Get started with the default DLP policy

Before you even create your first Microsoft Purview Data Loss Prevention (DLP) policy, DLP helps protect your sensitive information with a default policy. This default policy and its recommendation (shown below) help keep your sensitive content secure by notifying you when email or documents containing a credit card number are shared with someone outside your organization. You'll see this recommendation on the Home page of the Microsoft Purview compliance portal.

You can use this widget to quickly view when and how much sensitive information was shared, and then refine the default DLP policy in just a click or two. You can also edit the default DLP policy at any time because it's fully customizable. Note that if you don't see the recommendation at first, try clicking +More at the bottom of the Recommended for you section.

Widget named Further protect shared content.

Tip

Get started with Microsoft Security Copilot to explore new ways to work smarter and faster using the power of AI. Learn more about Microsoft Security Copilot in Microsoft Purview.

View the report and refine the default DLP policy

When the widget shows you that users have shared sensitive information with people outside your organization, choose Refine DLP policy at the bottom.

The detailed report shows you when and how much content containing credit card numbers was shared in the past 30 days. Note that rule matches can take up to 48 hours to show up in the widget.

To help protect the sensitive information, the default DLP policy:

  • Detects when content in Exchange, SharePoint, and OneDrive that contains at least one of the following sensitive information items is shared with people outside your organization.

    • Credit Card Number
    • Content containing source code (as matched by our Source Code trainable classifier)
    • Content matching our U.S HIPAA Enhanced template
    • Content containing Intellectual Property (as matched by our IP, Project Documents, M&A Files, Software Product development files, IT Infra and Network Security Documents, and Strategic planning documents trainable classifiers)
  • Shows a policy tip and sends an email notification to users when they attempt to share this sensitive information with people outside your organization. For more information on these options, see Send email notifications and show policy tips for DLP policies.

  • Generates detailed activity reports so that you can track things like who shared the content with people outside your organization and when they did it. You can use the audit log data (where Activity = DLP) to see this information.

To quickly refine the default DLP policy, you can choose to have it:

  • Send you an incident report email when users share this sensitive information with people outside your organization.

  • Add other users to the email incident report.

  • Block access to the content containing the sensitive information, but allow the user to override and share or send if they need to.

For more information on incident reports or restricting access, see Data Loss Prevention policy reference.

If you want to change these options later, you can edit the default DLP policy at any time. See the next section for instructions.

Settings for widget named Further protect shared content.

Edit the default DLP policy

This policy is named Default DLP policy and appears under Data loss prevention on the Policies page of the Microsoft Purview compliance portal.

This policy is fully customizable, the same as any DLP policy that you create yourself from scratch. You can also turn off or delete the policy, so that your users no longer receive policy tips or email notifications.

When the widget does and does not appear

The widget, named Further protect shared content, appears in the Recommended for you section of the Home page of the Microsoft Purview compliance portal.
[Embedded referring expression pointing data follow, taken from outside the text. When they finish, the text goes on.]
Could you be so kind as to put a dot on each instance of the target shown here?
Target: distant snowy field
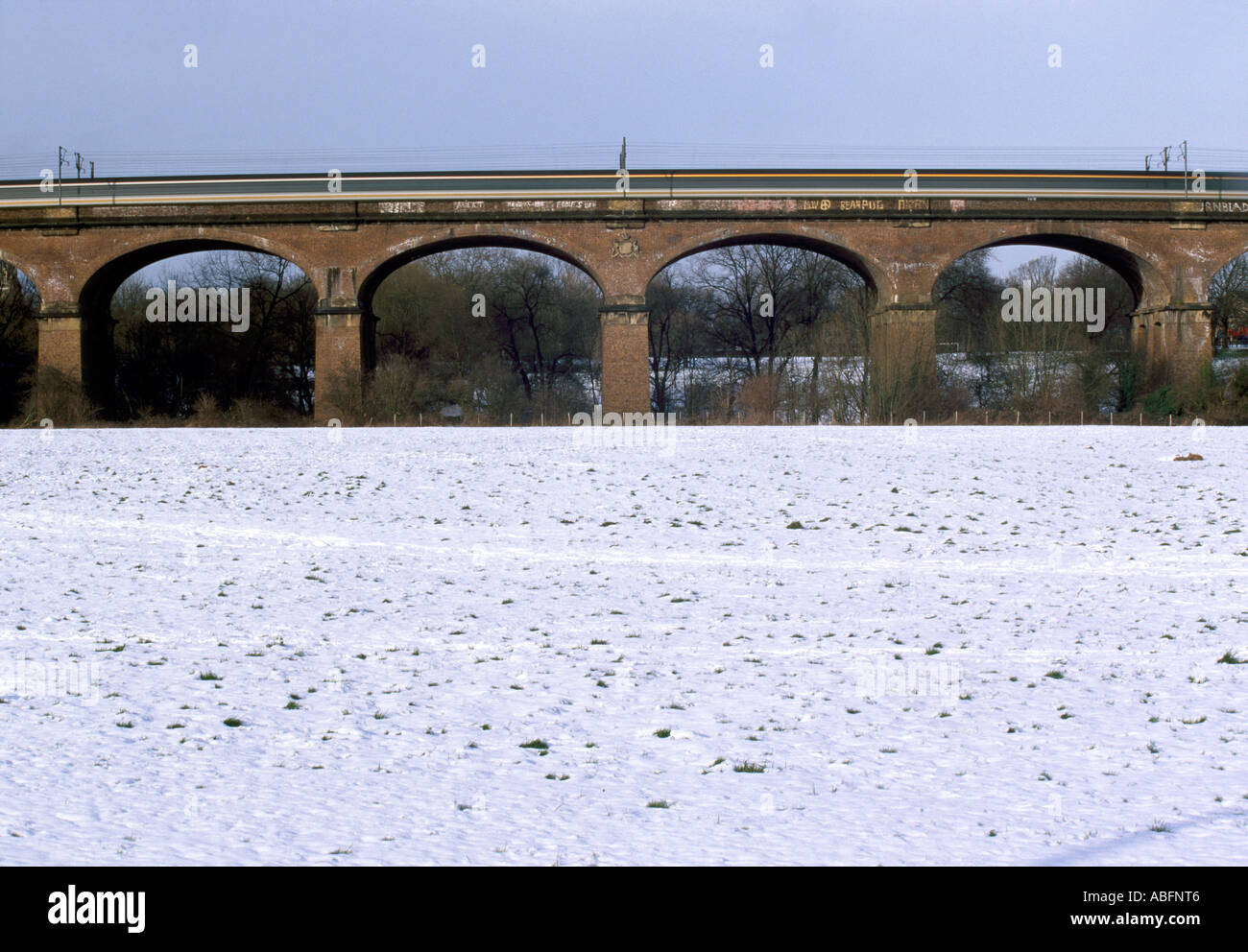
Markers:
(872, 688)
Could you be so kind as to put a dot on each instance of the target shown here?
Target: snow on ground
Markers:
(984, 645)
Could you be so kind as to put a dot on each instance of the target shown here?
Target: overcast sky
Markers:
(391, 85)
(363, 83)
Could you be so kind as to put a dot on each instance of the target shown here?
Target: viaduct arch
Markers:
(1165, 249)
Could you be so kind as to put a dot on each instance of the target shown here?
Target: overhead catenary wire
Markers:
(644, 154)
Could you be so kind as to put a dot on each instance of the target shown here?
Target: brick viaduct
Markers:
(1165, 250)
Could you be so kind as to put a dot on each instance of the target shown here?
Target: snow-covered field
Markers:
(984, 645)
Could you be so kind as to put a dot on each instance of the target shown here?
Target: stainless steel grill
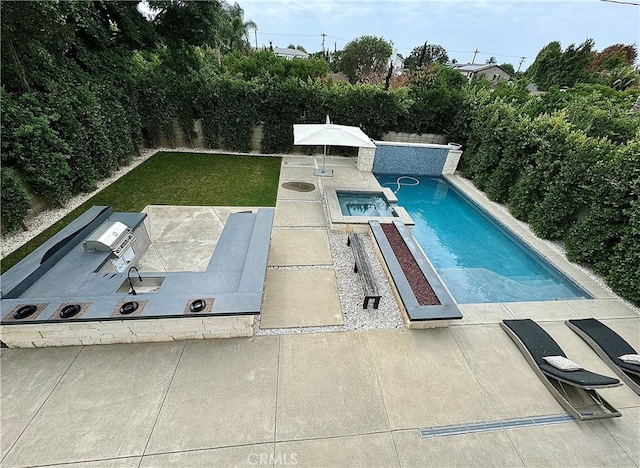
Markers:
(113, 237)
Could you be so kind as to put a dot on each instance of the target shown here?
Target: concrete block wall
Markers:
(403, 137)
(125, 331)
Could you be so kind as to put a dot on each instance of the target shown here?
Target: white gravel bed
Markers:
(387, 315)
(555, 245)
(43, 220)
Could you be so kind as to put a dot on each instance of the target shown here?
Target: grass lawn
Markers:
(187, 179)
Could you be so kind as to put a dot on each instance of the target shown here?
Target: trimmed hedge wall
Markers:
(561, 173)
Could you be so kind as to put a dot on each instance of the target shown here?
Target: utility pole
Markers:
(474, 56)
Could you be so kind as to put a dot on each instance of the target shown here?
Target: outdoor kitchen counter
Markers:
(73, 278)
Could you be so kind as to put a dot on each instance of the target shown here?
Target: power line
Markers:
(291, 35)
(621, 3)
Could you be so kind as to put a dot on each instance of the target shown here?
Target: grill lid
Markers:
(107, 237)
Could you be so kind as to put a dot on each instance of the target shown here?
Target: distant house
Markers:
(490, 71)
(290, 54)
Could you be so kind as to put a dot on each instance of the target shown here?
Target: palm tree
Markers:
(236, 31)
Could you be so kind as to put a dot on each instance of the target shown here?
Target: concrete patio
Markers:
(347, 398)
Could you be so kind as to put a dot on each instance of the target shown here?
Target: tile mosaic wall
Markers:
(415, 160)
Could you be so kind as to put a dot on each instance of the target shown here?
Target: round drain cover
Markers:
(299, 186)
(129, 307)
(70, 310)
(198, 305)
(24, 311)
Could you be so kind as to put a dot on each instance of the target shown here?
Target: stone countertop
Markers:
(74, 278)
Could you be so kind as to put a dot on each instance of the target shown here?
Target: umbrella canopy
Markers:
(329, 134)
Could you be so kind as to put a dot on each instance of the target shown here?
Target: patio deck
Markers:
(347, 398)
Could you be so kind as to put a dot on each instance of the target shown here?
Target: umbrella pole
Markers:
(323, 172)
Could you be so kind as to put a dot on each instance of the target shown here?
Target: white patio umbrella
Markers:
(329, 134)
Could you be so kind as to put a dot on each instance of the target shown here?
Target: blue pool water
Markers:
(478, 259)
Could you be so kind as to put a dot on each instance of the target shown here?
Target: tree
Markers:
(236, 29)
(554, 67)
(365, 58)
(425, 55)
(614, 56)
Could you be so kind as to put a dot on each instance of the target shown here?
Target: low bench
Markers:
(363, 268)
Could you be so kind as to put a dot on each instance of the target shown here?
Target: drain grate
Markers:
(457, 429)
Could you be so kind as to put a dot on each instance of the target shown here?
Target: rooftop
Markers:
(312, 389)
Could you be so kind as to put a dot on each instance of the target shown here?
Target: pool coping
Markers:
(337, 218)
(520, 230)
(414, 315)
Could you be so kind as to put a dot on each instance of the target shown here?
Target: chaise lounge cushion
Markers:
(582, 378)
(562, 363)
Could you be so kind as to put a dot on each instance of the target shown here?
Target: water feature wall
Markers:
(391, 157)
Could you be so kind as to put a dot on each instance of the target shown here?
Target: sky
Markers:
(505, 29)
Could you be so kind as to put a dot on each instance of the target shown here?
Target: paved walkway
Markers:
(318, 399)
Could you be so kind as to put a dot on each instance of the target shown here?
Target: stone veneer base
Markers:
(125, 331)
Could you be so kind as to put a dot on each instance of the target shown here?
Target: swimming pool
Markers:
(478, 259)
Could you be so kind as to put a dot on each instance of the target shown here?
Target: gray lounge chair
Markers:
(609, 346)
(574, 390)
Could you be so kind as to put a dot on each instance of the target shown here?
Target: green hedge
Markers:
(562, 171)
(15, 199)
This widget appears only when:

  • There are no data loss prevention policies in the Microsoft Purview compliance portal or Exchange admin center. This widget is intended to help you get started with DLP, so it doesn't appear if you already have DLP policies.

  • Content containing least one credit card has been shared with someone outside your organization in the past 30 days.

Note that rule matches can take up to 48 hours to be available to the widget, so after sensitive information shared externally is detected, it may take up to two days for the recommendation to appear.

Finally, after you use the widget to refine the default DLP policy, the widget disappears from the Home page.